Big Daddy: Maybe he thought he was comin' to my funeral instead of my birthday?
Maggie: Why Brick loves you! Well he does.
Big Daddy: But does he love you?
Maggie: What do you want - Truth?
Big Daddy: If I was married to you three years, you'd have the livin' proof. You'd have three kids already and the fourth in the oven.

The news of Big Daddy's startling recovery is shocking to Mae and Gooper, according to Maggie: "You should have seen Mae and Gooper's face. They almost dropped dead from shock themselves." Maggie changes her clothes, ending up wearing only a sexy white slip in the heat. She takes full responsibility for Brick's contribution to the birthday celebration:

Brick: Big Daddy!
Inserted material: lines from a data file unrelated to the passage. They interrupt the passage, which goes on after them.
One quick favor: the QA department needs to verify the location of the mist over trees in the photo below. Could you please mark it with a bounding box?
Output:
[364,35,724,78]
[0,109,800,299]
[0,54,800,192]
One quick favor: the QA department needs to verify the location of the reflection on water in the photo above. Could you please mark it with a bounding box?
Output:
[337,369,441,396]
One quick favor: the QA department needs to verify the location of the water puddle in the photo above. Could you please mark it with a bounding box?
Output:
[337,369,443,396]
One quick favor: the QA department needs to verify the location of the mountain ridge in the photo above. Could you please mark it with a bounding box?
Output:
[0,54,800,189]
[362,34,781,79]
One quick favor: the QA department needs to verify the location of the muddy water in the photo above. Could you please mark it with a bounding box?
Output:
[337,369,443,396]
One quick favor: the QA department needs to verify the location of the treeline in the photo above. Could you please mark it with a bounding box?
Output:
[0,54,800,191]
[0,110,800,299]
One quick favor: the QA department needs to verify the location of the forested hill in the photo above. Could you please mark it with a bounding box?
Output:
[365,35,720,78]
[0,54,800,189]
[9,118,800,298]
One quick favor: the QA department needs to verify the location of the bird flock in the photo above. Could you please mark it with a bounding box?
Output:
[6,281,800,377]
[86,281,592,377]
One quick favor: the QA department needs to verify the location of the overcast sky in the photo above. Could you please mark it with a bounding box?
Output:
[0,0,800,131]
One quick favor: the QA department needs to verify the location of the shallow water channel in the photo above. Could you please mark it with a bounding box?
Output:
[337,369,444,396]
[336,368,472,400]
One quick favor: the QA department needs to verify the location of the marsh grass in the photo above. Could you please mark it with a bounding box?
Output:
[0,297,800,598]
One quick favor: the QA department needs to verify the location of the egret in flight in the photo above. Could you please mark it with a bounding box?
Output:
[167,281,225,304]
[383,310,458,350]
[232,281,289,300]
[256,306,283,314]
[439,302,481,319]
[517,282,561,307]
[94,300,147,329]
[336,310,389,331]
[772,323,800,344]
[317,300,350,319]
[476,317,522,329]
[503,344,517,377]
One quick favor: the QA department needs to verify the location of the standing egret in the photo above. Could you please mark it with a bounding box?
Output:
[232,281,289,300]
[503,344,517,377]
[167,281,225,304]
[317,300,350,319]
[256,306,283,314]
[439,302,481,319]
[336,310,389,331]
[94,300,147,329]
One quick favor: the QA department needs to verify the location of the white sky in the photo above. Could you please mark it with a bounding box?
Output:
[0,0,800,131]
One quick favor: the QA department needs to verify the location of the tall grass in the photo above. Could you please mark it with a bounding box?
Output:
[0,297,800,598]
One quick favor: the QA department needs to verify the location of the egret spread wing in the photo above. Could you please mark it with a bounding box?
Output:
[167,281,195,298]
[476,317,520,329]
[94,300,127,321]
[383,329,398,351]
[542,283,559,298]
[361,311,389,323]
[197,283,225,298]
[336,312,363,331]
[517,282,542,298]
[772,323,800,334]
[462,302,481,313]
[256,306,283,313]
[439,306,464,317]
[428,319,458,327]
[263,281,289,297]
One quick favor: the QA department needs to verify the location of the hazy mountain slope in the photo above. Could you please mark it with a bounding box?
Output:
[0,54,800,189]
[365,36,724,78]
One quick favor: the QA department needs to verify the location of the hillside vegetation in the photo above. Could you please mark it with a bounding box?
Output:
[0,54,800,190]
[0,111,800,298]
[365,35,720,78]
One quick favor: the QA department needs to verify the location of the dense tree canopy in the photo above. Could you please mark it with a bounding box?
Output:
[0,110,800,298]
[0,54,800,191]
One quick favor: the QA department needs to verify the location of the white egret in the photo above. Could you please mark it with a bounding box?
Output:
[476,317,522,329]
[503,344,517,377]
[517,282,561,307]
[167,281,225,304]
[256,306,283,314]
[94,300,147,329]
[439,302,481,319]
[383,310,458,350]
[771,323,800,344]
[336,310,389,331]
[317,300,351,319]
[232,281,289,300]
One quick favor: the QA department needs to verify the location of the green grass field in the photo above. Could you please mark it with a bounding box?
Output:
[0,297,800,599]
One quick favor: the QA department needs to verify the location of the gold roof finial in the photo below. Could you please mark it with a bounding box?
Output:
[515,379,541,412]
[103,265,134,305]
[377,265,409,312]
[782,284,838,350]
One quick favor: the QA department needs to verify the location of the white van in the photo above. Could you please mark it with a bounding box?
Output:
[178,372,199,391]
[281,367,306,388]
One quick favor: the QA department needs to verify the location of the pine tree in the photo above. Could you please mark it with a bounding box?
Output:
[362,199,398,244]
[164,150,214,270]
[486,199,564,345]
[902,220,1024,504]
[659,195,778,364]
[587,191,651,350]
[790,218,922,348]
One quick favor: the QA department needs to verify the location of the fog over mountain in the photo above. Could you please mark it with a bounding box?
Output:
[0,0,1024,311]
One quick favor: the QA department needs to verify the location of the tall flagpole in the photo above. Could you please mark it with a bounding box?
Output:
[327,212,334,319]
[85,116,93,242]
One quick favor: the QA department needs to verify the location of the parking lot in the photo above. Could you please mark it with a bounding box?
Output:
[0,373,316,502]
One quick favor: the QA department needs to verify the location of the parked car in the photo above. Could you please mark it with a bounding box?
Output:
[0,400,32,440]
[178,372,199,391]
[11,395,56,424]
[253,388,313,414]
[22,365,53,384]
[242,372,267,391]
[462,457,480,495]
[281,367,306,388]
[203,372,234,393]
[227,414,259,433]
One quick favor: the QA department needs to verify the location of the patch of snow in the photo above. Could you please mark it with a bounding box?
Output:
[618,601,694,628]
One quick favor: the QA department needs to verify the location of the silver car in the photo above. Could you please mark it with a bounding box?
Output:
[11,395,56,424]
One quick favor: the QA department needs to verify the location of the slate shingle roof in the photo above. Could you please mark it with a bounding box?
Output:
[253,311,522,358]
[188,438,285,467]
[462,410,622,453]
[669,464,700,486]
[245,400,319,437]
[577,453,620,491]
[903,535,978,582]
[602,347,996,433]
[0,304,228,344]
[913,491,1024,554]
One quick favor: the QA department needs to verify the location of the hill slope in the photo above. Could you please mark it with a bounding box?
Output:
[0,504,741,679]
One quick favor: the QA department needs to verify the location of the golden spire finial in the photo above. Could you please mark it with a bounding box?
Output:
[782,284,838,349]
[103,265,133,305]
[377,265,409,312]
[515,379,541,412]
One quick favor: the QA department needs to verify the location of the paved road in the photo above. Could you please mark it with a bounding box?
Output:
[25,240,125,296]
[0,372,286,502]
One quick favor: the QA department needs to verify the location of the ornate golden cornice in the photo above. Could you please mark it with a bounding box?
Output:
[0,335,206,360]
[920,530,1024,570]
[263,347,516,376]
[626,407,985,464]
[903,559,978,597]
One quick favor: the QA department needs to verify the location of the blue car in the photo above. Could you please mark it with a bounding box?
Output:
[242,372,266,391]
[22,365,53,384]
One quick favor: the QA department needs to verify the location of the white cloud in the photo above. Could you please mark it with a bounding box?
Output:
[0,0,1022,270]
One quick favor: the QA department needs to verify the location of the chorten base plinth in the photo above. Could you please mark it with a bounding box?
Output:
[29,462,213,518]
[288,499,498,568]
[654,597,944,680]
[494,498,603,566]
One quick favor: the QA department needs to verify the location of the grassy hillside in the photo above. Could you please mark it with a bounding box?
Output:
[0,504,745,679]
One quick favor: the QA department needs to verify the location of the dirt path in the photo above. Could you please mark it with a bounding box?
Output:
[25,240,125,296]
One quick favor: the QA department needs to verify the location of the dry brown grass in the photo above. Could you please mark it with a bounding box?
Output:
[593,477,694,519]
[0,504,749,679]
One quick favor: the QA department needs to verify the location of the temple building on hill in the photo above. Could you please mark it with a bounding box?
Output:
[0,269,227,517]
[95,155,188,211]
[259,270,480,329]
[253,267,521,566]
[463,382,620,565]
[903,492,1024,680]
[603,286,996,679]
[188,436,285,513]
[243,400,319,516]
Now what makes him so big? His big heart? His big belly? Or his big money?
Maggie: The heat has made you cross.
Brick: Give me my crutch.
Maggie: Why don't you put on your nice silk pajamas, honey, and come on down to the party? There's a lovely cool breeze.
Brick: (detached) Give me my crutch, Maggie.
Maggie: Lean on me, baby. (He turns and stiffly ignores her) (She warmly hugs him from behind) You've got a nice smell about you. Is your bath water cool?
Brick: No.
Maggie: I know somethin' that would make you feel cool and fresh. Alcohol rub. Cologne.
Brick: No thanks. We'd smell alike. Like a couple of cats in the heat.
Maggie: It's cool on the lawn.
Brick: I'm not goin' down there, Maggie, not for you and not for Big Daddy.
Maggie: At least you can give him his present that I remembered to buy for you for his birthday. Do you think you could write a few words on this card?
Brick: You write somethin' Maggie.
Maggie: It's got to be your handwritin'. It's your present. It's got to be your handwritin'.
Brick: I didn't get him a present.
Maggie: Well, what's the difference!
Brick: Then if there's no difference, you write the card.
Maggie: And have him know you didn't remember his birthday?
Brick: I didn't remember.
Maggie: Well, you don't have to prove it to him. Just-just write 'Love, Brick' for heaven's sakes.
Brick: NO!
Maggie: You've got to.
Brick: I don't have to do anything I don't want to! Now you keep forgettin' the conditions on which I agreed to stay on livin' with you.
Maggie: I'm not living with you. We occupy the same cage, that's all. You know, that's the first time you've raised your voice in a long time. Crack in the stone wall? I think that's a fine sign. Mighty fine.